I am no longer in Oswego, NY with the partner I had for three years. I am no longer surrounded by tie-dye, fabric, threads, and choking on no space to sit (except my sewing chair). For the past three weeks since being on my own I have had room to breathe, room to grow and expand, and just plain room to put my feet up and relax. I have no one but me to answer to. I sleep at night in peace and quiet. I stretch out in bed. I read as late as I want. It is freeing.
So, here I am beginning this new journey and shutting the door to the past one without looking back. I rarely even think of the life I had in Oswego. I am so focused on where I am going that looking back is not even tempting. I visualize my feet being placed in the footsteps I've already taken as I step forward into the Jill I've been waiting to become.
The time is now for me to show up authentically, spiritually, and lovingly. I feel my people calling me home, and when I think of life there in the mountains my eyes tear up. This time I'm going back so that I can finally do what I've been waiting lifetimes to do. Ah... it feels so right. I spread my wings easily and am able to soar unhindered.

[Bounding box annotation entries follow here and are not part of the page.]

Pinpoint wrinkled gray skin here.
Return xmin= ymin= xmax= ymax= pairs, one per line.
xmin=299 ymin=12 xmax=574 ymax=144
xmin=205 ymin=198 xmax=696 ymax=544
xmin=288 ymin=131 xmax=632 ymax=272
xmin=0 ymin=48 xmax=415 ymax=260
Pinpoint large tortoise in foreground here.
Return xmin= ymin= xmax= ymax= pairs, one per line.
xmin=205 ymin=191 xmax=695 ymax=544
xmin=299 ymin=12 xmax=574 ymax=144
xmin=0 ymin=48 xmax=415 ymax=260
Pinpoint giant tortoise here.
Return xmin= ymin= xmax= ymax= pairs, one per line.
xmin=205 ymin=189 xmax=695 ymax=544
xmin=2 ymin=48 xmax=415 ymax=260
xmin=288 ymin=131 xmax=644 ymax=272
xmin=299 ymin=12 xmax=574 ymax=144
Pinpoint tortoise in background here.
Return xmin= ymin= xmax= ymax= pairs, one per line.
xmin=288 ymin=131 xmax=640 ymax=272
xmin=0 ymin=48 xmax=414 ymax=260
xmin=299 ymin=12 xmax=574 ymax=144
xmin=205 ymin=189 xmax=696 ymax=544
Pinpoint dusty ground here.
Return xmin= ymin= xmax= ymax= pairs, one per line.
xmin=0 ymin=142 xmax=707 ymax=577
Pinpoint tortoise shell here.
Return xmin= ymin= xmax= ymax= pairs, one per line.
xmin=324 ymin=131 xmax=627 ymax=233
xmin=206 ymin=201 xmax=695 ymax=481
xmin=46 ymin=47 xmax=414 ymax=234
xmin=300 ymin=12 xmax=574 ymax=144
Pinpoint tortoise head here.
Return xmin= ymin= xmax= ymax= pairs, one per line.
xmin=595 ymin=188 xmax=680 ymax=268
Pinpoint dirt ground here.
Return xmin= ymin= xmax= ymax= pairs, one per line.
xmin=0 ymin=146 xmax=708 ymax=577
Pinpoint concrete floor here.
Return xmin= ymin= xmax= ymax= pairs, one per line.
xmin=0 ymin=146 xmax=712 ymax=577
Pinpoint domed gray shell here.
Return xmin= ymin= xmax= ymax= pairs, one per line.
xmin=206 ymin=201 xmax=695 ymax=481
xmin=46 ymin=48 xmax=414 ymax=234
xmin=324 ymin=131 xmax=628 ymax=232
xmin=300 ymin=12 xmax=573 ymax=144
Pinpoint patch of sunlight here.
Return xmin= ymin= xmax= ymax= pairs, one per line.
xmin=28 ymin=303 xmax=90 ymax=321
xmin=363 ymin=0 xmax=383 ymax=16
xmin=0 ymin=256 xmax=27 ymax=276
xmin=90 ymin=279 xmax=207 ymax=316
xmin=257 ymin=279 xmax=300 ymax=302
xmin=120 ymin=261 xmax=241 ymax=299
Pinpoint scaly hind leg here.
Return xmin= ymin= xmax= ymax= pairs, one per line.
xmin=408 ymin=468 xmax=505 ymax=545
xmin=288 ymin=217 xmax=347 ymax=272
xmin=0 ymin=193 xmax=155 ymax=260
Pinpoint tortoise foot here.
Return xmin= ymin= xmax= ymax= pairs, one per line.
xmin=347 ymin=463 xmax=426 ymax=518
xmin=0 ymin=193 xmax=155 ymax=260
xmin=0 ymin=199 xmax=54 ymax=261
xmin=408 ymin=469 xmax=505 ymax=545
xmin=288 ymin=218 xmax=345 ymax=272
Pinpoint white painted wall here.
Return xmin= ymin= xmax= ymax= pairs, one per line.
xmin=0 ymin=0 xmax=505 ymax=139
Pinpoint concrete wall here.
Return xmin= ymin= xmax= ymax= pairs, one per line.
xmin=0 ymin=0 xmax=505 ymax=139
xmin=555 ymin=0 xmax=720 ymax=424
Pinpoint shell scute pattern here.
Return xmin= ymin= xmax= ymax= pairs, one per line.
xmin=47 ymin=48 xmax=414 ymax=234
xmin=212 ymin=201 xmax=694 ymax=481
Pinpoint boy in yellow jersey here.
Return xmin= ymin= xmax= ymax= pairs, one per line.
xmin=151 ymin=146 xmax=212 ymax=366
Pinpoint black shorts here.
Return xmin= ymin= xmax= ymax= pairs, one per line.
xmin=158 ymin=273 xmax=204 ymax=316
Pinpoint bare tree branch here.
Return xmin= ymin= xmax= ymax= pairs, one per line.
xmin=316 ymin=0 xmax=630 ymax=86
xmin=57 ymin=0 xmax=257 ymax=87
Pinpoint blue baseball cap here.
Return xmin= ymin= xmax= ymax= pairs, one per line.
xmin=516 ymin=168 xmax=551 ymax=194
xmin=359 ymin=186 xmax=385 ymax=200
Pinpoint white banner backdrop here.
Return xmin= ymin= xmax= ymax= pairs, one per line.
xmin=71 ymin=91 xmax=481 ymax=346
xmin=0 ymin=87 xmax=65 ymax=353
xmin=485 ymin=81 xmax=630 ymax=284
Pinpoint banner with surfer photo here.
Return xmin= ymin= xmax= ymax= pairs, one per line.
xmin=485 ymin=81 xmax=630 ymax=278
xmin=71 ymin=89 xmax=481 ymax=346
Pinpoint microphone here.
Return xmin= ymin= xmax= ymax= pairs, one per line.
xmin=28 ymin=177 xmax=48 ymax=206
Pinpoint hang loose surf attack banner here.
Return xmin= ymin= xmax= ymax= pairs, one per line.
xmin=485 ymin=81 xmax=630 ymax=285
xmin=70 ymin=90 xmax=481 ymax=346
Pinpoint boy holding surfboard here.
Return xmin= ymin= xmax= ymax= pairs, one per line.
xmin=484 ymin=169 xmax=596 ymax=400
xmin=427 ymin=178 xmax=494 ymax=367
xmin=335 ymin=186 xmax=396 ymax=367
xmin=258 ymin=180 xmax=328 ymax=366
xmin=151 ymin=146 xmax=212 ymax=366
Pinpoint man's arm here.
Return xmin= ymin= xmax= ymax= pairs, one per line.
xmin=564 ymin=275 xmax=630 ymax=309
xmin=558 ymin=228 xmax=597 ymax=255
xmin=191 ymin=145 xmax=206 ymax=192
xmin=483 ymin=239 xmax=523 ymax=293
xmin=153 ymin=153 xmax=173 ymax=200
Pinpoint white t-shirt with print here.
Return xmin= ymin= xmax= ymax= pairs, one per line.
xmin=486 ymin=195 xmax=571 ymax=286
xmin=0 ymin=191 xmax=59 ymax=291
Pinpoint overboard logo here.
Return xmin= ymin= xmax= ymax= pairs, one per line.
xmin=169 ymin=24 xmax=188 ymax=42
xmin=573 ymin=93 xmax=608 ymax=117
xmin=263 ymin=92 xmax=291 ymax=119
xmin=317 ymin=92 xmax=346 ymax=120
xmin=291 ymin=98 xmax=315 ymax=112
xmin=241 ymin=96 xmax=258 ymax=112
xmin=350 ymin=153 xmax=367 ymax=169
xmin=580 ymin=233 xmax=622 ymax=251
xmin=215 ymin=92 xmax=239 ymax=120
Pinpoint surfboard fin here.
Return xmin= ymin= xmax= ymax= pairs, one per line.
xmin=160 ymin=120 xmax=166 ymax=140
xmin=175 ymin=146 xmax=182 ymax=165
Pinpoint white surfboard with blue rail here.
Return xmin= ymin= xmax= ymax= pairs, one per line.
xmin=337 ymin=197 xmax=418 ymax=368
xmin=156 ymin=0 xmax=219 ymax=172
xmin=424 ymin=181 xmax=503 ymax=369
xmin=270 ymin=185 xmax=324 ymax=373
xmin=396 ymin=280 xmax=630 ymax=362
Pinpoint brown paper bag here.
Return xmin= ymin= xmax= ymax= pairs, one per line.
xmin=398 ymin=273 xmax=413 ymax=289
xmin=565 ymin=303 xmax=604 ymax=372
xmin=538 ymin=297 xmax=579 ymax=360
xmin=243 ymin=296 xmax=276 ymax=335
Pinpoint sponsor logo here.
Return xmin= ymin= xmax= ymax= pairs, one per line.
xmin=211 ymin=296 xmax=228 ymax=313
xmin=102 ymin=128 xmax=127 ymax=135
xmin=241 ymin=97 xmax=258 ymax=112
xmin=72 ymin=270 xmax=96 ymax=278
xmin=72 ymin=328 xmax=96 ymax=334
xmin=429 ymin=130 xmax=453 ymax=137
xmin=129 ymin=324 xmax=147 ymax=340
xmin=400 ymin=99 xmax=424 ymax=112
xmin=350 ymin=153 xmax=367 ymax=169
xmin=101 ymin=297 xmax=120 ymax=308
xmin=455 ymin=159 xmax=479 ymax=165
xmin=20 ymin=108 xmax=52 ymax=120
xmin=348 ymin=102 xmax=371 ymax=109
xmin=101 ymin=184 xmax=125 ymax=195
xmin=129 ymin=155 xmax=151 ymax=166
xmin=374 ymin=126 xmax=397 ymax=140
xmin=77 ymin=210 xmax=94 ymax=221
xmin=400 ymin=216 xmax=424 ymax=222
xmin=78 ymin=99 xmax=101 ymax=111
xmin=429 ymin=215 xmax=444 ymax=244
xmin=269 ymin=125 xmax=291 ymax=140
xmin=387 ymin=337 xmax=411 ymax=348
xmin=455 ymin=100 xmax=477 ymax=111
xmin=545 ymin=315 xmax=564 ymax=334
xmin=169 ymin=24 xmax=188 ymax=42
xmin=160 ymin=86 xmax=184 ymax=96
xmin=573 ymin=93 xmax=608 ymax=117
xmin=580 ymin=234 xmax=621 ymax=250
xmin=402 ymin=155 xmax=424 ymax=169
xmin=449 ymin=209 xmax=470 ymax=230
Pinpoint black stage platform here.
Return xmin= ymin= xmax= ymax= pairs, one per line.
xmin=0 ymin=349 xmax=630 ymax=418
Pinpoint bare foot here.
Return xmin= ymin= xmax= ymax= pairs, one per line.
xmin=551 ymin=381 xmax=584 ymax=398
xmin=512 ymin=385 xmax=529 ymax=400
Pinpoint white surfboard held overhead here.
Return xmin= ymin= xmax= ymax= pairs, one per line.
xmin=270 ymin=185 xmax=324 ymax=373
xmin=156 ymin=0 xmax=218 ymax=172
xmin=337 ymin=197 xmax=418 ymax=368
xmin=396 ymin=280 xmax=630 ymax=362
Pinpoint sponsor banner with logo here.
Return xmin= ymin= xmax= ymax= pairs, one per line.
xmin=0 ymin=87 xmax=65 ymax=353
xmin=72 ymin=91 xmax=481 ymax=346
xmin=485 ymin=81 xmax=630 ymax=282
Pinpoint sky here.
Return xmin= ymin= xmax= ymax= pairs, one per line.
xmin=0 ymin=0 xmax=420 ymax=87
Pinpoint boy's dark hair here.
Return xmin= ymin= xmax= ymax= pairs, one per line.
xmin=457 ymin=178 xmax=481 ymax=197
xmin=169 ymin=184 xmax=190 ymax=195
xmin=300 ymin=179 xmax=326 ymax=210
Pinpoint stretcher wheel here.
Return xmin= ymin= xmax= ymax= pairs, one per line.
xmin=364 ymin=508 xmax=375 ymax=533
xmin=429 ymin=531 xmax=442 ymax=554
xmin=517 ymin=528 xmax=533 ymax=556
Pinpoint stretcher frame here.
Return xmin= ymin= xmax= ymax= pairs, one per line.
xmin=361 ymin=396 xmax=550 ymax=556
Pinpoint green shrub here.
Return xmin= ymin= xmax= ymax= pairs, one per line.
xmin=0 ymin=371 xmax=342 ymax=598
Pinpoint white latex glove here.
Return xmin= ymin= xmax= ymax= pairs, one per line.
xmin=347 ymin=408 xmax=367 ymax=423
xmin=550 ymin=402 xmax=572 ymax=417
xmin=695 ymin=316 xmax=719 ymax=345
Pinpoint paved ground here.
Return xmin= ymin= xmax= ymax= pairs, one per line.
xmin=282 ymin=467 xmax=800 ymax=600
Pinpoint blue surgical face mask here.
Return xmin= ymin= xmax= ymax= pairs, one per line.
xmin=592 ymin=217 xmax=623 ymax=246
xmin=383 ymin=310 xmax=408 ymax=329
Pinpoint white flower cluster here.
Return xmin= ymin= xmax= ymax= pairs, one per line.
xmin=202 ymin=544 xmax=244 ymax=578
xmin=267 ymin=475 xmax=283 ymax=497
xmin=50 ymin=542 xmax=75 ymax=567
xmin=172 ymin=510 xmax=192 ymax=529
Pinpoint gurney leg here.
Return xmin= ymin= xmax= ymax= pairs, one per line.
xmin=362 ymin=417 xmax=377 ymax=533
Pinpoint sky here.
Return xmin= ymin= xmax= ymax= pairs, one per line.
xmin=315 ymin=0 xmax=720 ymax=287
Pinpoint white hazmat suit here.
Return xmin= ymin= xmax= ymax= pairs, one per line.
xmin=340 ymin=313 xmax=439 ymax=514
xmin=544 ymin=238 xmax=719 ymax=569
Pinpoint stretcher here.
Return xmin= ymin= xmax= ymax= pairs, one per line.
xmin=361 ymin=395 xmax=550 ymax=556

What do I want in 2014? Peace. Harmony. Opulence. Luxury. Fun. Laughter. Being with my people. I have missed that most. For three years I have been without my tribe. I am used to being surrounded by many like-minded people, and here I've found less than a handful. As grateful as I am for them, I have longed for the spiritual connections I've had previously. I love the deep conversations about things I've rarely spoken of here, and now that I've made the break, I do nothing but speak of what I've missed. I listen to guided meditations. I do ceremony whenever possible. I feel the energy I used to take for granted and am now relearning how to use it like I used to.
I've reconnected with spiritual friends all over the continent. And, I feel my tribe coming back together. I feel the bonds growing, the love expanding, and the excitement building. There are several of us now wanting to work together. Right now the intentions and holding the space for this beautiful healing center have expanded. These beautiful beings from my past are coming forward and meeting me, encouraging me, and loving me. With just minutes before the new year begins I feel so very blessed. I feel so supported and unconditionally loved. I forgot how extraordinary that is. I'm walking in those foot prints I made long ago back to where I belong, and I know the struggles that I've gone through have put me in a place right now that serves me better than anything else ever could. Right now I step forward without looking back, and I say yes to what I'm walking towards. I run towards it because I've already waited long enough. It's there in the mountains waiting for me wondering just what it was that has taken me so long.
All the puzzle pieces have come together now, and it is time to begin anew.